A longtime PG&E engineer testified Thursday that he chided his colleagues about having embraced a largely ineffective pipeline inspection method “for financial, not technical reasons.”

“The main driver was to save money,” 32-year company veteran Frank Dauby testified about the company’s shift away from its promised use of automated in-line inspection tools – known as pigs – toward an ostensibly cheaper above ground method, known as external corrosion direct assessment (ECDA).

Prosecutors will no doubt seek to rely on the insider testimony of supervising gas engineer Dauby to support their contention that the utility valued profits above safety in the years before the San Bruno gas explosion in 2010.

On Thursday, Dauby recalled how he had to assume the role of crusader for what he considered a more effective method to vouch for the company’s pipelines, known as in-line inspection, or ILI. That method required pipes be retrofitted to accept the sophisticated torpedo shaped devices that would collect data from inside the line.

“I felt at times it needed a proponent,” Dauby said. “I felt at times I fulfilled that role.”

In 2008, Dauby went so far as to point out that the company’s favored external corrosion method was only cheaper because it simply failed to work, noting that it “has rarely found significant corrosion.” He told the jury that the method had a limited role of predicting where lines might be vulnerable to future damage.

The in-line method, he said, only cost more because it actually found corrosion and the higher cost reflected those repairs. He told his fellow engineers at the time that PG&E “simply can’t afford to miss existing corrosion, the consequences of failure are too severe.”

Nonetheless, before a 2010 state regulatory audit, Dauby was instructed to justify decisions to use the very method he knew was inferior instead of more effective in-line inspection tools in 2007, 2008 and 2009.

“I did that, but I wasn’t very happy about it,” he told the jury.

In fact, at the time, he scolded his colleagues that they all knew the decision had been made for “financial, not technical reasons.”

The company inspection costs dropped at the time, from $23 million to $17 million in 2009, according to one document shown to the jury.

Todd Hogenson, the company’s manager of pipeline engineering, testified that he led a cost cutting brain storming session.

Spending on inspections dropped from $23 million in 2008 to $17 million in 2009 and was expected to remain unchanged in 2010, the document said.

“We were asked to look for opportunities to reduce spending,” said Todd Hogenson, discussing an October 2009 memo to his colleagues about cost cutting which proclaimed “there are no sacred cows.” He later stressed, when asked by the defense, that he wasn’t talking about sacrificing safety.

The jury was later shown evidence indicating that at least PG&E official resorted to backstabbing Dauby related to his effort to push for what he considered more effective inspection efforts.
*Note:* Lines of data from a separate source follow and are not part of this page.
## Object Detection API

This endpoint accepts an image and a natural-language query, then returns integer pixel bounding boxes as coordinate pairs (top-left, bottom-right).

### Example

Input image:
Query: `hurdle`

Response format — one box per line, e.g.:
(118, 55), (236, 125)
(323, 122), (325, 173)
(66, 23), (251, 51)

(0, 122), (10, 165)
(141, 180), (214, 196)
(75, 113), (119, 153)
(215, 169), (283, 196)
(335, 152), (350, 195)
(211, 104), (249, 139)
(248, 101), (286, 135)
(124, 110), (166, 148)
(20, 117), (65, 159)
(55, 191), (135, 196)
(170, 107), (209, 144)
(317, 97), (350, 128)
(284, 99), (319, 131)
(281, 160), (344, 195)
Dauby was shown emails sent to and from the chief champion of the external corrosion method, Bob Fassett, from 2008. At the time, Dauby was pushing to use in-line automated method on the very line that later exploded in San Bruno.
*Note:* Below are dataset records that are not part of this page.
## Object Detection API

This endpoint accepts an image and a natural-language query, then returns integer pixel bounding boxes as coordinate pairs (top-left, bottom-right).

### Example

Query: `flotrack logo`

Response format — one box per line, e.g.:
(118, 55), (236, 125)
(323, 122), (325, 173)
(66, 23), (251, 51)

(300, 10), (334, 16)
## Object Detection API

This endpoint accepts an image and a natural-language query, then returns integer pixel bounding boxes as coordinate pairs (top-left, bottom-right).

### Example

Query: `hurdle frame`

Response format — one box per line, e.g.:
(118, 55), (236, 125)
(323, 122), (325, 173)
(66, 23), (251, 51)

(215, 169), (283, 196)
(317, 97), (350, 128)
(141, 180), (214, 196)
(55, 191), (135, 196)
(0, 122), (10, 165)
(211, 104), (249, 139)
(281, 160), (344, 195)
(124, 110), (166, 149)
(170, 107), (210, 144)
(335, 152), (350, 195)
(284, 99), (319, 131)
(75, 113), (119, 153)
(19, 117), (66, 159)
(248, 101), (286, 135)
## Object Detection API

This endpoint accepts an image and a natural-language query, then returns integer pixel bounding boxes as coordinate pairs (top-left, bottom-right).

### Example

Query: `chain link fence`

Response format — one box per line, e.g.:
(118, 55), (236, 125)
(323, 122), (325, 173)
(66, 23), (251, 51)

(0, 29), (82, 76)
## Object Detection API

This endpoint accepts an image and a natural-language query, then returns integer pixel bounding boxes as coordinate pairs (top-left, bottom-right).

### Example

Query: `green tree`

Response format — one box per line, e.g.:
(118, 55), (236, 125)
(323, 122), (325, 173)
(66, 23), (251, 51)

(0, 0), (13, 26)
He told Fassett that he had the backing of a then top official in integrity management, Glen Carter. But when Fassett secretly emailed Carter, responded by saying he did not remember that and he was more likely to support the cheaper external corrosion method.
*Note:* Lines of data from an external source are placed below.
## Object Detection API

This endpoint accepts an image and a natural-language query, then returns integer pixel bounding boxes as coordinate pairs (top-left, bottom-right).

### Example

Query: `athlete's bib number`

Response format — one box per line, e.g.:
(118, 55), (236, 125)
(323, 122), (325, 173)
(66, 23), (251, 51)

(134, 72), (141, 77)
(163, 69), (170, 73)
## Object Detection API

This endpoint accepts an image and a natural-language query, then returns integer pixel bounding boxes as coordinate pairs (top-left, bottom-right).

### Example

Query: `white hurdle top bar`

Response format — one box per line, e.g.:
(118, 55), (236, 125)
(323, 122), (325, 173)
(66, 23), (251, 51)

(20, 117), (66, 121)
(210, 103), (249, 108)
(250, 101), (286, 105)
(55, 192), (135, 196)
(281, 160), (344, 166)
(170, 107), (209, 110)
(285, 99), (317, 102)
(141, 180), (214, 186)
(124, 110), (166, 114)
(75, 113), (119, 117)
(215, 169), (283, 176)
“Isn’t it amazing how names get dropped to get work done?” Fassett emailed Carter back.

On the stand, Dauby bristled at Fassett’s email.

“He’s basically saying I made it up,” Dauby said, saying that he would never start the in-line process without authorization. “So I did not make it up.”

Prosecutors asked Dauby about the effort after to find records that reflected that sections of the San Bruno line had been tested with high pressure water. No records could be found.

In court filings lodged early Thursday, federal prosecutors sought the right to confront Dauby – but later chose not to -- about his email after Line 132 exploded in September 2010 urging colleagues “to not write or forward any messages regarding L-132 incident unless necessary.”

Dauby further insisted that any communications be sent to the company’s attorneys with the proviso that they were therefore protected the attorney-client privilege.